Saturday, September 17, 2016

The Importance of Trading With an Open Mind

Here's an interesting set of statistics.  During 2016, the correlation between today's volume and tomorrow's volume in SPY has been about +.68.  The correlation between today's true trading range and tomorrow's has been above +.60.  Both are in line with long-term averages.  The correlation between daily price change today and daily price change tomorrow in SPY is -.11.  In other words, the recent past tells us much more about who will be in the market and how much the market will move than which way the market will move.

But wait, you might say, perhaps there is more consistency of price movement on an intraday basis.  During 2016, if we look at 5-minute bars for SPY, we find an almost identical pattern.  The correlation between the current bar's volume and the next bar's volume has been +.75.  The correlation between the current bar's range and the next bar's range has been +.69.  But the correlation between the current bar's price change and the next bar's change has been -.03.

Given these stats, as a trader you'd want to have an open mind as to market participation (after all, about 50% of the variance in volume is *not* accounted for by prior volume), but especially as to price behavior.  We might think one thing or another with respect to market trend or mean reversion.  The reality is that only about 1% of the variability in price direction in the next period is accounted for by the price movement in the present period.

In an interesting recent post, Mike Bellafiore from SMB draws upon a recent TED talk to make the distinction between thinking like a scout and thinking like a soldier.  The scout reads the terrain and looks for what is happening now.  The soldier defends terrain and follows battleplans.  In an environment characterized by high uncertainty, the open mindset of a scout is necessary.  If we become too locked into what has just happened, we can easily fail to see what is going on now.
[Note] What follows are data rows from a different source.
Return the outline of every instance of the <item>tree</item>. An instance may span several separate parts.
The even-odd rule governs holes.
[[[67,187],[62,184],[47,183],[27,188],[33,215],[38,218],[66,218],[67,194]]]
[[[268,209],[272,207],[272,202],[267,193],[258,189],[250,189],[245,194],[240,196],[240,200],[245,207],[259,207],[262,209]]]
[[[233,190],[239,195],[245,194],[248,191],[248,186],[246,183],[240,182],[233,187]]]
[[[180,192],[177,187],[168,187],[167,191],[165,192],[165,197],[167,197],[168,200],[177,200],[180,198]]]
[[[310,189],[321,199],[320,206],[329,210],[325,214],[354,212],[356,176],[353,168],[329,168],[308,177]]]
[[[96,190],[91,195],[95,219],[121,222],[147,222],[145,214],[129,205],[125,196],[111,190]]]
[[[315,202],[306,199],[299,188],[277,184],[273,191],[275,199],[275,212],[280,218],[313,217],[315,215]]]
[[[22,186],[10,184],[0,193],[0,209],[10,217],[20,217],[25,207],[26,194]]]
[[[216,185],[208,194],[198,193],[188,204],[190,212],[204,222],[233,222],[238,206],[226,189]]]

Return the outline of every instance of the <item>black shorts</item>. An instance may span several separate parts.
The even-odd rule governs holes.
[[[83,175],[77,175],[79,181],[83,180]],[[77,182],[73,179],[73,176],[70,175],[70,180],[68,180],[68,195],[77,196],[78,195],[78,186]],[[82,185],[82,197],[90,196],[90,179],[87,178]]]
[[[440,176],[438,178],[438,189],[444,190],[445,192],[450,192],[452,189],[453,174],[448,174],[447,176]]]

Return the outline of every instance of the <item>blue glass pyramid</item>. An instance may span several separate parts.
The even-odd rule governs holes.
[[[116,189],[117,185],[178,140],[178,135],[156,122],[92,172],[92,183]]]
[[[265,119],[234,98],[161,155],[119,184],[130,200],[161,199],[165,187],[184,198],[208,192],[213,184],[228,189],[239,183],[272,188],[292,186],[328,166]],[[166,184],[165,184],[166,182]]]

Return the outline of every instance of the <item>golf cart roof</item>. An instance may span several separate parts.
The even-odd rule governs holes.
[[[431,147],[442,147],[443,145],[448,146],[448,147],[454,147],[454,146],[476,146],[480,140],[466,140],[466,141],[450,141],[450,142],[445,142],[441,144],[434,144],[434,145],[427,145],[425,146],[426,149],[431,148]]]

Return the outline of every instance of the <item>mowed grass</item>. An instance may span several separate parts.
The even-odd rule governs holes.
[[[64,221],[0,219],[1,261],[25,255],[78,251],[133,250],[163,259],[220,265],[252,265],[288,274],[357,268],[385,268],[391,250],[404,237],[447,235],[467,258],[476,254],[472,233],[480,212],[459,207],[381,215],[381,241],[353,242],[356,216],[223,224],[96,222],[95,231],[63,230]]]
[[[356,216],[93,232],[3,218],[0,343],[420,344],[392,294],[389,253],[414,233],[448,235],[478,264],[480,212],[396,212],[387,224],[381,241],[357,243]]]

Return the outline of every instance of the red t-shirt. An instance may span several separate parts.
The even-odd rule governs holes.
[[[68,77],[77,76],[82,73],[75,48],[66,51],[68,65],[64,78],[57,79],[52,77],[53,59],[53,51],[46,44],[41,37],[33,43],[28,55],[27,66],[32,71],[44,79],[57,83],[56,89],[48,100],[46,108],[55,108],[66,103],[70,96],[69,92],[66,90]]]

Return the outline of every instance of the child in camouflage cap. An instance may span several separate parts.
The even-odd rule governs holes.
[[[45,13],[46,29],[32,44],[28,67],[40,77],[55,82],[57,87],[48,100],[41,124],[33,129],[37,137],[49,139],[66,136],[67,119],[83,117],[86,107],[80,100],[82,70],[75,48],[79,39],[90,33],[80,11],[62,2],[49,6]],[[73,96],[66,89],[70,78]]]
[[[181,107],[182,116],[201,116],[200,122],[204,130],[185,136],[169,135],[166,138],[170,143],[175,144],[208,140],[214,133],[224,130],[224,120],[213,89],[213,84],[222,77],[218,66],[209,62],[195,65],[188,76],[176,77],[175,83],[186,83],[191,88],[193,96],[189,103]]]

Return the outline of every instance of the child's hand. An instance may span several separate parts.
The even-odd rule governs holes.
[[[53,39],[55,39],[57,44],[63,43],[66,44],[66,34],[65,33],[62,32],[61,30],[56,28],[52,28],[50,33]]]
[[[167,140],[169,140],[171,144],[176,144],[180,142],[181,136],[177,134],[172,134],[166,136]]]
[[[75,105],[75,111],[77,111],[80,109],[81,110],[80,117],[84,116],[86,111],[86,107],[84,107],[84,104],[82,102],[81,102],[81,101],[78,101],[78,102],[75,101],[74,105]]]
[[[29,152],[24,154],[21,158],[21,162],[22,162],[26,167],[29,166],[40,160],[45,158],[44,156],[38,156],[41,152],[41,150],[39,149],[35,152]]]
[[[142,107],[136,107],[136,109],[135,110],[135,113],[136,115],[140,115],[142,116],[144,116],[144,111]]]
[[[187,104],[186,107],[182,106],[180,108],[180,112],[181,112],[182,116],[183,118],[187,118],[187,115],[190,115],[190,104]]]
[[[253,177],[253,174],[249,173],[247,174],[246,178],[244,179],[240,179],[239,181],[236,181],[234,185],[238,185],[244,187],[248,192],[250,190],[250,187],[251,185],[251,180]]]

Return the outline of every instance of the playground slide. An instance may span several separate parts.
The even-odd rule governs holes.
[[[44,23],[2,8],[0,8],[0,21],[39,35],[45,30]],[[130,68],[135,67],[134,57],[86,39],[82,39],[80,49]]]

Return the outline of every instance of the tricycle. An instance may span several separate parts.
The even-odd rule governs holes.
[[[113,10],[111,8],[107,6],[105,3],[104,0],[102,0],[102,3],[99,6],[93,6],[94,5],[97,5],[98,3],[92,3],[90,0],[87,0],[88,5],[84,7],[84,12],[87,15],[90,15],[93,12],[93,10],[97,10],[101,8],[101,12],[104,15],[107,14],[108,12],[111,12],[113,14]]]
Conversely, if we're following battle plans as a soldier, we must be mentally prepared for the "fog of war" and uncertainties of battle.  Those statistics tell us that, in terms of directional price movement, noise is very high relative to signal.  Regardless of our time frame, we will face uncertainty during the life of our trade.  How we deal with that uncertainty greatly impacts how we manage our positions.  The wise trader might follow a plan, but never stops being a scout.  It's when markets significantly deviate from their normal noise that opportunities arise.